Go to the Amazon homepage and log in. Hover over Accounts & Lists and click on Your Account. A box labeled Login & Security will be at the top of the page; click on that and then click the Edit button on Advanced Security Settings. (You can also navigate directly to that page by following this link.)
Click Get Started and Amazon will walk you through the process of registering your phone number, or you can opt to use your preferred authenticator app by syncing it through a QR code.
You can also activate 2FA on both the Android and iOS Amazon app by tapping the hamburger menu on the left side and finding Account > Login & Security. The same Advanced Security Settings should be available for you to edit and toggle on 2FA.

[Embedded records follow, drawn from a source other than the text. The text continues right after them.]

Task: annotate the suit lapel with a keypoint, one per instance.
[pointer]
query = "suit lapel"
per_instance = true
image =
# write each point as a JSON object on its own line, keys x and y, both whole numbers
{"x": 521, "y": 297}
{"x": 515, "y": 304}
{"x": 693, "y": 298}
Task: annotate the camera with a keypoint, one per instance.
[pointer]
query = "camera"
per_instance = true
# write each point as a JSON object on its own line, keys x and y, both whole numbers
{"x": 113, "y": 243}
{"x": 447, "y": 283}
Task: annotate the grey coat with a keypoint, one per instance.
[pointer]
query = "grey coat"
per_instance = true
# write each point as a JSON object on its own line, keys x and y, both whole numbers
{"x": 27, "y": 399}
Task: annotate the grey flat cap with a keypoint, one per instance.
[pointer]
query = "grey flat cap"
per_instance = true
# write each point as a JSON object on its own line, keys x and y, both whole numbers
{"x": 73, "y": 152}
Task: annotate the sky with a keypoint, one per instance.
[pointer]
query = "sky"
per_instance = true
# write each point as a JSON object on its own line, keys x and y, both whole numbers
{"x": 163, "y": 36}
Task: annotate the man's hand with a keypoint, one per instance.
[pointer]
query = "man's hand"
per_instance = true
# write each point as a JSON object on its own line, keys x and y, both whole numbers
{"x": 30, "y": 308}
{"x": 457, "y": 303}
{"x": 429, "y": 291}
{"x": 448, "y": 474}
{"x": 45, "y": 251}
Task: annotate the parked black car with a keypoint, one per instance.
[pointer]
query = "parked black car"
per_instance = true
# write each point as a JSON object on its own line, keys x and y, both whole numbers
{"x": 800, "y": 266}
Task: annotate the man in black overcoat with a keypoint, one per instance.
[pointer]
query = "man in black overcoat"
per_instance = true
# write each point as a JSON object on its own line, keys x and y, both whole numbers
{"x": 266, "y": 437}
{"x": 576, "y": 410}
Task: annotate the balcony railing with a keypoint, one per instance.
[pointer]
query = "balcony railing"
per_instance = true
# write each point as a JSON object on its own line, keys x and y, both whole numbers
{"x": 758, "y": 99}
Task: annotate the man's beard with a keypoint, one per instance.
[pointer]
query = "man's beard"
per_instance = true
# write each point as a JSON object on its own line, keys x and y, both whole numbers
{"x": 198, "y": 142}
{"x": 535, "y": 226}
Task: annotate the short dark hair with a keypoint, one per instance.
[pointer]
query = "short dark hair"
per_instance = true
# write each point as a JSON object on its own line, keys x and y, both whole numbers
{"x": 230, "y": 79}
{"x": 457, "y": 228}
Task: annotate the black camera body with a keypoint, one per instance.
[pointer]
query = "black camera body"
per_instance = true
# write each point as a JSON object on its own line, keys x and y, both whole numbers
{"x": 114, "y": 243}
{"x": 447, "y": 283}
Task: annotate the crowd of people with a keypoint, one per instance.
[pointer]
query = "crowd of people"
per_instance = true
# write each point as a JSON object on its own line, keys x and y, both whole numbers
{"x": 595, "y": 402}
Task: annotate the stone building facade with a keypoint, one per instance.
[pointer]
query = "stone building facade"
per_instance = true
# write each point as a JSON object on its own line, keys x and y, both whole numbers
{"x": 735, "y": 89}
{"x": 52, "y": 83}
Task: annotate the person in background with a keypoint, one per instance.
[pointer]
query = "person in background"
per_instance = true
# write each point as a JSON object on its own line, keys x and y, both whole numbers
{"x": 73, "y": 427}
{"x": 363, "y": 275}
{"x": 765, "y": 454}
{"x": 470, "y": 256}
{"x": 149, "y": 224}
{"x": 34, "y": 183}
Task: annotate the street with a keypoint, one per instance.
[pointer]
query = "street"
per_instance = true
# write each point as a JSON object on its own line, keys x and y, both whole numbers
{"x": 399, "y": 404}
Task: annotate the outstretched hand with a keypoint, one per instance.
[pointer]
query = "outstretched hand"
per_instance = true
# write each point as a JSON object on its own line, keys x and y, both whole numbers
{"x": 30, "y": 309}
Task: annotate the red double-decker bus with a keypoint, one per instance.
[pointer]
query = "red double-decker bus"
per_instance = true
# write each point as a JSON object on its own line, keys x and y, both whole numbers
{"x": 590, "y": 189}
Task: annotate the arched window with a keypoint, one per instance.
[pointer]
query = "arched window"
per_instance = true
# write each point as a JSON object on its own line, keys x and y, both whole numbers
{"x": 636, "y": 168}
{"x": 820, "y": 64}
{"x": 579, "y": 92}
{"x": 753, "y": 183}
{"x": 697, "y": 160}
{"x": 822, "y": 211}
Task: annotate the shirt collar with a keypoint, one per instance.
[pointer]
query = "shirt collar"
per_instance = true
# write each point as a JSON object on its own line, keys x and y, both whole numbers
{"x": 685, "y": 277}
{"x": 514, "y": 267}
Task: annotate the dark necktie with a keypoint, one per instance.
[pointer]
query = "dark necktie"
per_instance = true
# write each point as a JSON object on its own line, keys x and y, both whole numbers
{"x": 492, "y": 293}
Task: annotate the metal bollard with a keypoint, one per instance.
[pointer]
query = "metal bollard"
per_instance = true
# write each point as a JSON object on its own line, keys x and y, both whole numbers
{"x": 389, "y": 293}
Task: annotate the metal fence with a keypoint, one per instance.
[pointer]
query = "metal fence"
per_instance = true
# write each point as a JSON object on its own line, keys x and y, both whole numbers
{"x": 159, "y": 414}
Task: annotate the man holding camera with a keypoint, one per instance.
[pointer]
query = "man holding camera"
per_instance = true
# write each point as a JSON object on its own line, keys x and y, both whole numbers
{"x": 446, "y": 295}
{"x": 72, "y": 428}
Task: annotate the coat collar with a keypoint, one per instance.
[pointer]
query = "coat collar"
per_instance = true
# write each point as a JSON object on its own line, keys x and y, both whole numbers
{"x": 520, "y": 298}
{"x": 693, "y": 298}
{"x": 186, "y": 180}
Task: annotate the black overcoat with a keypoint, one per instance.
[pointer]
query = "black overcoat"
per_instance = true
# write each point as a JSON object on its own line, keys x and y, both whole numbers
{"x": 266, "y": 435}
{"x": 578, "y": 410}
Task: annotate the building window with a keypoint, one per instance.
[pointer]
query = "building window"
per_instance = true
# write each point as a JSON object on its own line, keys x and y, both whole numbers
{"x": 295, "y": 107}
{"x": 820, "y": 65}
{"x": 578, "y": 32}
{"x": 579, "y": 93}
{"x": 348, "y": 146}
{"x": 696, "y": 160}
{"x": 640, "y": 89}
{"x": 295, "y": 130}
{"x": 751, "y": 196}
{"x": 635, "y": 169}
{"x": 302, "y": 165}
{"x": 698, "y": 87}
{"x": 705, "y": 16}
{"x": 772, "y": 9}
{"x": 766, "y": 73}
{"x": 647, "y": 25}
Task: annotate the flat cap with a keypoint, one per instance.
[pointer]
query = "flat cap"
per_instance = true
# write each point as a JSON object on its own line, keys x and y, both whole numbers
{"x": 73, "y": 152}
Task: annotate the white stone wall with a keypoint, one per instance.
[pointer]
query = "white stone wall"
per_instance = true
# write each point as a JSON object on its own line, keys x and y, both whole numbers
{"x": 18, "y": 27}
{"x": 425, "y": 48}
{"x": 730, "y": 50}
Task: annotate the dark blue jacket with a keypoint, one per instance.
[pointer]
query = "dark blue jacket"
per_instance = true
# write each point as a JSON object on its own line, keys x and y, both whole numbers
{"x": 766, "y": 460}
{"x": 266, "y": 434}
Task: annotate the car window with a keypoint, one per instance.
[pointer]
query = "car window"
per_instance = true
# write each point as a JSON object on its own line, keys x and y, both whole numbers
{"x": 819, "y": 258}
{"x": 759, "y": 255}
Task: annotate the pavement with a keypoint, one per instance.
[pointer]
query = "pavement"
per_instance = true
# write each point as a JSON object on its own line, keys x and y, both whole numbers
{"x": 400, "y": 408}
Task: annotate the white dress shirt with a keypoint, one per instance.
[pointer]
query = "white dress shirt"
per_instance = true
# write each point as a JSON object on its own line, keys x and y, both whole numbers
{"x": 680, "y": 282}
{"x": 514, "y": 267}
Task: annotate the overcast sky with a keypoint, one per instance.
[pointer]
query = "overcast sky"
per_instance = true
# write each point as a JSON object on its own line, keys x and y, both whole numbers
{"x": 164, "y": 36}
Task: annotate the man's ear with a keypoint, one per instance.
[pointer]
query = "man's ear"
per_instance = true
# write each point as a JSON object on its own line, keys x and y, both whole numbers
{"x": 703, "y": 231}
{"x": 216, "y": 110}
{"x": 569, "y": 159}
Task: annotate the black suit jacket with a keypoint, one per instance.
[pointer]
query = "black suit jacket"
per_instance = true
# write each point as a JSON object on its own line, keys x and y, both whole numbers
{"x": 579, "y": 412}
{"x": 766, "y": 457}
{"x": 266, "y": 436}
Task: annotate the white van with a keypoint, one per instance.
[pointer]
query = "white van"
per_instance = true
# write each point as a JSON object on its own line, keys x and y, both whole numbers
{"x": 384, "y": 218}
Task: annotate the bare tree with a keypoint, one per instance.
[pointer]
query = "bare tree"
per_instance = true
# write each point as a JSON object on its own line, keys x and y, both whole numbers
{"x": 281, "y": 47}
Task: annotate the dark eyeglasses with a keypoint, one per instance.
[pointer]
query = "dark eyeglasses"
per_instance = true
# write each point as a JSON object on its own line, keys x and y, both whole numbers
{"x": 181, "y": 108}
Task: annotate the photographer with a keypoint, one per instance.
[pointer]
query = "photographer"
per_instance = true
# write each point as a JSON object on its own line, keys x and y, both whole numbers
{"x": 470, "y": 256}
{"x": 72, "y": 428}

Once your phone number or authenticator app has been verified, you can select trusted devices to bypass 2FA or generate a code to log in via a mobile app.
The easiest way to turn 2FA on across your Google accounts (i.e., Gmail, YouTube, or Google Maps) is by heading over to the main 2FA landing page and clicking Get Started. You’ll be asked to log in, then to enter a phone number; you can then choose whether you want to receive verification codes by text message or phone call. You can also choose to use prompts that allow you to simply click “Yes” or “No” when a login attempt occurs, or generate a security key link.
You can also generate backup codes for offline access. Google generates ten at a time and they’re designed to be single-use, so once you’ve successfully used one, cross it out (assuming you’ve printed them out) as it will no longer work.